- Catcher
- Born: 1863 Dublin, Ireland
- Died: June 8, 1893 (aged 29–30) Brooklyn, New York, U.S.
- Batted: RightThrew: Right

MLB debut
- August 1, 1887, for the New York Metropolitans

Last MLB appearance
- September 12, 1892, for the St. Louis Browns

MLB statistics
- Batting average: .143
- Home runs: 0
- Runs batted in: 1
- Stats at Baseball Reference

Teams
- New York Metropolitans (1887); Philadelphia Athletics (1889–1890); Cleveland Spiders (1891); St. Louis Browns (1892);

= Bill Collins (catcher) =

Irish baseball player (1863–1893)

William J. Collins (1863 – June 8, 1893) was an Irish professional baseball catcher. He played six seasons in pro baseball; four of those in Major League Baseball.

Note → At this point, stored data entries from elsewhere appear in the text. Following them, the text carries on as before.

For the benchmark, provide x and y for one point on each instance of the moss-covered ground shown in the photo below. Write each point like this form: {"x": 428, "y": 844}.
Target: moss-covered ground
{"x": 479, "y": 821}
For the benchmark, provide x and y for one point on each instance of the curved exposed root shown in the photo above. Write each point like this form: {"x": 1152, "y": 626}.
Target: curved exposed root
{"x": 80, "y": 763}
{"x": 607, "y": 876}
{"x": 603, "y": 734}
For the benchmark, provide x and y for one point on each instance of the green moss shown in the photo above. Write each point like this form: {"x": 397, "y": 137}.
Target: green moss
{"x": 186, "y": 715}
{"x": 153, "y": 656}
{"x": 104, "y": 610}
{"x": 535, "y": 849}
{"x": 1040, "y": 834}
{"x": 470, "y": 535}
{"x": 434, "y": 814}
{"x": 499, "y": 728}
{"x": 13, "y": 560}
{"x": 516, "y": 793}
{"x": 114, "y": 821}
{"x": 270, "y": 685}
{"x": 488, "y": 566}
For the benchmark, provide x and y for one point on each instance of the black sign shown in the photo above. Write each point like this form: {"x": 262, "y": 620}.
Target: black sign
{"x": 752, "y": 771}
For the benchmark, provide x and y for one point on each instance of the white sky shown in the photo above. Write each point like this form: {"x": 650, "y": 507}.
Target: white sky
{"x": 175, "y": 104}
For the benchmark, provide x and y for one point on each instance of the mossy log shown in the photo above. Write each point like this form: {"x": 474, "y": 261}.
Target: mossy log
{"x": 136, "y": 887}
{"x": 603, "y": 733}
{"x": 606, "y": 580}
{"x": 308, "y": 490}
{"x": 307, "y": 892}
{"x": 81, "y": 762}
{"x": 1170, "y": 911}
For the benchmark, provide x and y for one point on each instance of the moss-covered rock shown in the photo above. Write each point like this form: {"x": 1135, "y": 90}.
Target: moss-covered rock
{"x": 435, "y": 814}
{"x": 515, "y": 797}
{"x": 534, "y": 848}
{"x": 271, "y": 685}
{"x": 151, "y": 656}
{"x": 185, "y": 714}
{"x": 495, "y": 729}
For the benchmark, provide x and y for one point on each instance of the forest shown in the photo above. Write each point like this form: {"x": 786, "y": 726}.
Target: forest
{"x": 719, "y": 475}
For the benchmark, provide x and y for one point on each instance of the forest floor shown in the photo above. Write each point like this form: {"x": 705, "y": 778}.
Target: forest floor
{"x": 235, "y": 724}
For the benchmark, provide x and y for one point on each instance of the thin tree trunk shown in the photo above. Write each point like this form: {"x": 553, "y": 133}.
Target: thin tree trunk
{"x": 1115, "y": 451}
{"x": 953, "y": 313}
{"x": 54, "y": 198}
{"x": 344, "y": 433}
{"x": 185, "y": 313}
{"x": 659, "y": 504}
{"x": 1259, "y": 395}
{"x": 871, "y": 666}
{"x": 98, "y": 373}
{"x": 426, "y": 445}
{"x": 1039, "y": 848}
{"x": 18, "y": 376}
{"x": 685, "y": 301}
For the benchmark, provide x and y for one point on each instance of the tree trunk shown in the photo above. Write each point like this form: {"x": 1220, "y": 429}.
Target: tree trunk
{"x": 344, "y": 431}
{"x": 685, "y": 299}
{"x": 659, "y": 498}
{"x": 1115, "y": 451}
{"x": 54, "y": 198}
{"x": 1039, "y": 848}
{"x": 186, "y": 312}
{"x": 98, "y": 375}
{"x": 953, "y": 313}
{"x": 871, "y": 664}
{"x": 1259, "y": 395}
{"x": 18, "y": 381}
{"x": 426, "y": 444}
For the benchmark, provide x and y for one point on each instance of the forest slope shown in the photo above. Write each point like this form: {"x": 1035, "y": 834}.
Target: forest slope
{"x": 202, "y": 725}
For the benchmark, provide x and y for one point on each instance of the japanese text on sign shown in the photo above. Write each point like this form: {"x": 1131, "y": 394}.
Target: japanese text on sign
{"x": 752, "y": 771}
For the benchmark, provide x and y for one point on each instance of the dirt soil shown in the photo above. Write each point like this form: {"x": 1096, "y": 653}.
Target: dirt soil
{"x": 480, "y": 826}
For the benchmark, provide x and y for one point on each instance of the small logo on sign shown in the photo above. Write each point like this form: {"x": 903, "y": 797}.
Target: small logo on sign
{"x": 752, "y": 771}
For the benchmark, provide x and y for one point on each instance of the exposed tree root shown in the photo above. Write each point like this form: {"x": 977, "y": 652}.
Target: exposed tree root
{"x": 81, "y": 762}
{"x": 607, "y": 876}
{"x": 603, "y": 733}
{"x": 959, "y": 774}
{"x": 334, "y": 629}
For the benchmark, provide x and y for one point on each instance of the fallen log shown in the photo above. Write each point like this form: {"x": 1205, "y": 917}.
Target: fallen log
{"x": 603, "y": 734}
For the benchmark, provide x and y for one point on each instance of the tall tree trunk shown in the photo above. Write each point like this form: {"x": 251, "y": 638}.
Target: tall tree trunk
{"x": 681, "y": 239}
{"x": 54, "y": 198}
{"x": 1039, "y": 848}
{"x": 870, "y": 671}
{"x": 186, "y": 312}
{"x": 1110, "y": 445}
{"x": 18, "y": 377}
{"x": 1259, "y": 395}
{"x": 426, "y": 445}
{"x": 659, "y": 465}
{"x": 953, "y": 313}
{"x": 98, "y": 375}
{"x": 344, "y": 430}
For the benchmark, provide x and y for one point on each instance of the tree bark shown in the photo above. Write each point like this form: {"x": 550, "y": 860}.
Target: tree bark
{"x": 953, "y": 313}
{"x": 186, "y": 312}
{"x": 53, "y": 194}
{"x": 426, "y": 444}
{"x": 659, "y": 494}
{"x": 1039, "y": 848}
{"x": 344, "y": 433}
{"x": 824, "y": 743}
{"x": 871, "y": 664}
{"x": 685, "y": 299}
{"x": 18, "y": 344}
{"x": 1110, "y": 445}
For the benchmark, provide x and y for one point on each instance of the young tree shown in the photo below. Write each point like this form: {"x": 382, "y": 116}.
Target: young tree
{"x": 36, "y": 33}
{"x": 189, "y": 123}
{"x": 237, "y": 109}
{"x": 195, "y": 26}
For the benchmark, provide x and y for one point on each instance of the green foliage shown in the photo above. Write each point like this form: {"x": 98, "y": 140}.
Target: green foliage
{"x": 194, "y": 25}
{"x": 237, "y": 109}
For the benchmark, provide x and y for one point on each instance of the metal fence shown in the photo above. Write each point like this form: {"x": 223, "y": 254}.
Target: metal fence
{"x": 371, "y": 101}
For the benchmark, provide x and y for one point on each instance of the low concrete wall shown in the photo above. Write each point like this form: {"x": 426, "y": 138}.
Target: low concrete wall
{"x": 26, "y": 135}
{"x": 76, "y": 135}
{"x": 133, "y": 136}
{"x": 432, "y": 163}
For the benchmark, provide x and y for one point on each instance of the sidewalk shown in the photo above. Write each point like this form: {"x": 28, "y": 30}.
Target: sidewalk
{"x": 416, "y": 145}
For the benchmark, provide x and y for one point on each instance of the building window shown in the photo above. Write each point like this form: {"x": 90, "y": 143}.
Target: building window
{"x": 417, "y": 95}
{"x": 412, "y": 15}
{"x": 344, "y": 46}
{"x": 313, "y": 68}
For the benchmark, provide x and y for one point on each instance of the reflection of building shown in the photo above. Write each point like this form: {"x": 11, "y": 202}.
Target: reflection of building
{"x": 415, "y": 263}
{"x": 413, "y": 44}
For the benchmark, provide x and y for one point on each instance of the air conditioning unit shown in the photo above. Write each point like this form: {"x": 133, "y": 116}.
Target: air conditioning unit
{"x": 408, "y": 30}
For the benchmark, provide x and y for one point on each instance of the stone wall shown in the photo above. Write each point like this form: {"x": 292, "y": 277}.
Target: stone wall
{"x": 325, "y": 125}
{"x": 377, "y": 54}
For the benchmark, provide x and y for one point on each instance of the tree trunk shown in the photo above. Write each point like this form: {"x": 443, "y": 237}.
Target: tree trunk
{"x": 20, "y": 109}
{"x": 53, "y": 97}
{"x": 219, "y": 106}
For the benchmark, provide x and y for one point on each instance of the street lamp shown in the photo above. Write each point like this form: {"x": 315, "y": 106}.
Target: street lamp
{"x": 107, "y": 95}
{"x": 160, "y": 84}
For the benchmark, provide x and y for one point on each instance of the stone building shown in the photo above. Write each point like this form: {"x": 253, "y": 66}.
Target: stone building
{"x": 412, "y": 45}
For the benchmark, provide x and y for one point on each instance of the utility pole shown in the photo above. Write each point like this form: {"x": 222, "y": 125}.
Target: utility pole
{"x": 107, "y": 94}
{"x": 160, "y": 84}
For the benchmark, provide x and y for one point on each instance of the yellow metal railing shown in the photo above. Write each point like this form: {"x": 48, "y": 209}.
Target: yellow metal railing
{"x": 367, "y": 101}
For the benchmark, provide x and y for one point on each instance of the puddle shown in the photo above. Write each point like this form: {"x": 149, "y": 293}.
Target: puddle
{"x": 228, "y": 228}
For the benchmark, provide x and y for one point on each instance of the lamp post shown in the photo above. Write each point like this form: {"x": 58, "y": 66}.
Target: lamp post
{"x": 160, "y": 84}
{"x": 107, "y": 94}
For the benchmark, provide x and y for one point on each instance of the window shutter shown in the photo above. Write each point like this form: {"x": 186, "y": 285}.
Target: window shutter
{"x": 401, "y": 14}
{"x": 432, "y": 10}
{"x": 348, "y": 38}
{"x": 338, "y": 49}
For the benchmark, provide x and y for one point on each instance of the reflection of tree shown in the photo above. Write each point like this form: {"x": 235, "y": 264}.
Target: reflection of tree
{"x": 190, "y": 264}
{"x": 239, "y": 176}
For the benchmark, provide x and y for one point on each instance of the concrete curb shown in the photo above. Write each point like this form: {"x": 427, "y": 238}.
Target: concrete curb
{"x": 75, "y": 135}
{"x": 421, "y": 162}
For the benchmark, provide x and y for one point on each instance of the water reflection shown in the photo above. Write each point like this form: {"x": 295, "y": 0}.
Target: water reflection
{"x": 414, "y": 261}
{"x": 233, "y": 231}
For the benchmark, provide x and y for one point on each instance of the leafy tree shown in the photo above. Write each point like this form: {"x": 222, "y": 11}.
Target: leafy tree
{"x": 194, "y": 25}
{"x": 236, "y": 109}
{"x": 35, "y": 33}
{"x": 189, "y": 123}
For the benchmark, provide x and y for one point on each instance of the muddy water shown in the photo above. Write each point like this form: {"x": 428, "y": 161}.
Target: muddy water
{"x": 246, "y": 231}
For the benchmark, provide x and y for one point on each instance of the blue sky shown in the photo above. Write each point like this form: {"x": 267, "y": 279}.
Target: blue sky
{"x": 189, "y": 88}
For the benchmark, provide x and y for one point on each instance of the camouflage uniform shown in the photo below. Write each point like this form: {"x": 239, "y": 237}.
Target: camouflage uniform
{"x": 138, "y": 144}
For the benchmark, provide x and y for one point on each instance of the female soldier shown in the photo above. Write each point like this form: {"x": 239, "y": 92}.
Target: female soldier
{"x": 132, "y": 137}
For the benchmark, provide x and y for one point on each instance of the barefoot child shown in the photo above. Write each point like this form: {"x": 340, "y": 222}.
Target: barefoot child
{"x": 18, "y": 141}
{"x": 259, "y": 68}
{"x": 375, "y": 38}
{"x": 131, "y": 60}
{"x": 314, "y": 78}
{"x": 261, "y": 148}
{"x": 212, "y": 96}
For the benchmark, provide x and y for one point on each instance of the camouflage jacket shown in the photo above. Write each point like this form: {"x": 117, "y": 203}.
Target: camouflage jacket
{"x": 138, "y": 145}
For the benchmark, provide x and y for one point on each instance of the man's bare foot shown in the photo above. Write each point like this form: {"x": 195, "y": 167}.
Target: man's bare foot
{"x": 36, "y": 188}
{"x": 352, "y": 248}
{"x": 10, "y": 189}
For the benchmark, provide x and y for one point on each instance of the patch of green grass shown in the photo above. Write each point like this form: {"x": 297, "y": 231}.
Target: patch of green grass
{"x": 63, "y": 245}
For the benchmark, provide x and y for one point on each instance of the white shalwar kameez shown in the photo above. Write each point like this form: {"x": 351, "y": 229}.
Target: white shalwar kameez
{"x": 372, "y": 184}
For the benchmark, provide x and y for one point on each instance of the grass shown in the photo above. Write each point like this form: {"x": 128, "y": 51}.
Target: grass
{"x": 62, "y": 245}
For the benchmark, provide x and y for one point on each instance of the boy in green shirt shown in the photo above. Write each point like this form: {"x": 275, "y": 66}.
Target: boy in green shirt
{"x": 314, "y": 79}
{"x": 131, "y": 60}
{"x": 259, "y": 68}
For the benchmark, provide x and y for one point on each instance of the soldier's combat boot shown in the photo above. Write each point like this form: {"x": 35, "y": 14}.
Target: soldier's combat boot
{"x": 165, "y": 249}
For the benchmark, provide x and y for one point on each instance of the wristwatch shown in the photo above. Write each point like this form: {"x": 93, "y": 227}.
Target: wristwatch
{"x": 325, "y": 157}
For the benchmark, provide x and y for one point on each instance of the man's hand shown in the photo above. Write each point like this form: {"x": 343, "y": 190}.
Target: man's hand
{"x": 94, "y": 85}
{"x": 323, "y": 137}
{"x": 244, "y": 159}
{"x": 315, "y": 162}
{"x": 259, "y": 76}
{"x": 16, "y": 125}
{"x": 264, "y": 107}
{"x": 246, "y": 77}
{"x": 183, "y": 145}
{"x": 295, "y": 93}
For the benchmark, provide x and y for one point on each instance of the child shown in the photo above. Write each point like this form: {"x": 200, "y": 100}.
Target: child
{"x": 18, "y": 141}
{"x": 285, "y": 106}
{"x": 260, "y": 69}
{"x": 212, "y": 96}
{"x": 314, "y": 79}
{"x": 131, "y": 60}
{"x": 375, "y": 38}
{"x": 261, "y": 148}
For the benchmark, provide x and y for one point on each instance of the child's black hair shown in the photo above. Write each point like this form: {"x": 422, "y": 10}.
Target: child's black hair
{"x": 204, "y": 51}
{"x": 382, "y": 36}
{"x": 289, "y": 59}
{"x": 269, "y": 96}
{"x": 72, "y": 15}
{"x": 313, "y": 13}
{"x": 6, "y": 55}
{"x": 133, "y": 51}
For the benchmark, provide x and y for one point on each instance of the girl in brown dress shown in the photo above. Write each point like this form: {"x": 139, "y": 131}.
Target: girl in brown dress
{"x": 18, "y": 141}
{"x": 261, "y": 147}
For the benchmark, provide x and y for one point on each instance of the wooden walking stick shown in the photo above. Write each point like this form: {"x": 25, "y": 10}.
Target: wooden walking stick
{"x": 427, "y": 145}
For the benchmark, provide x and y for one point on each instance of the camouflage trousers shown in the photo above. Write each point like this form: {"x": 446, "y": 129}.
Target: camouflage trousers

He was born in Dublin, Ireland in 1863 (exact date unknown). Collins died on June 8, 1893, and was buried at Mount Olivet Cemetery in Maspeth, New York.

==Professional career==
Collins began his professional career in 1887 with the major league New York Metropolitans of the American Association. He appeared in one game with the Metropolitans and got one hit in four at bats. The next season, 1888, Collins played with the minor league Lynn Shoemakers of the New England League. In 1889, Collins played for the Philadelphia Athletics of the American Association; in one game he got one hit, one RBI, and one stolen base in four at bats. He continued playing for the Athletics in 1890, and went hitless in one at bat. Later that year, Collins played for the minor league Jersey City Jerseys of the Atlantic Association and the Monmouth Maple Cities of the Illinois–Iowa League in 1890. Collins played for three teams in 1891 including the Class-A Rochester Hop Bitters and the Class-A Troy Trojans, both of the Eastern Association. He also played for the major league Cleveland Spiders that season, and in two games Collins went hitless. Collins played his last season in professional baseball in 1892 with the Class-A St. Paul Saints of the Western League and the National League St. Louis Browns. He died the following year of typhoid fever.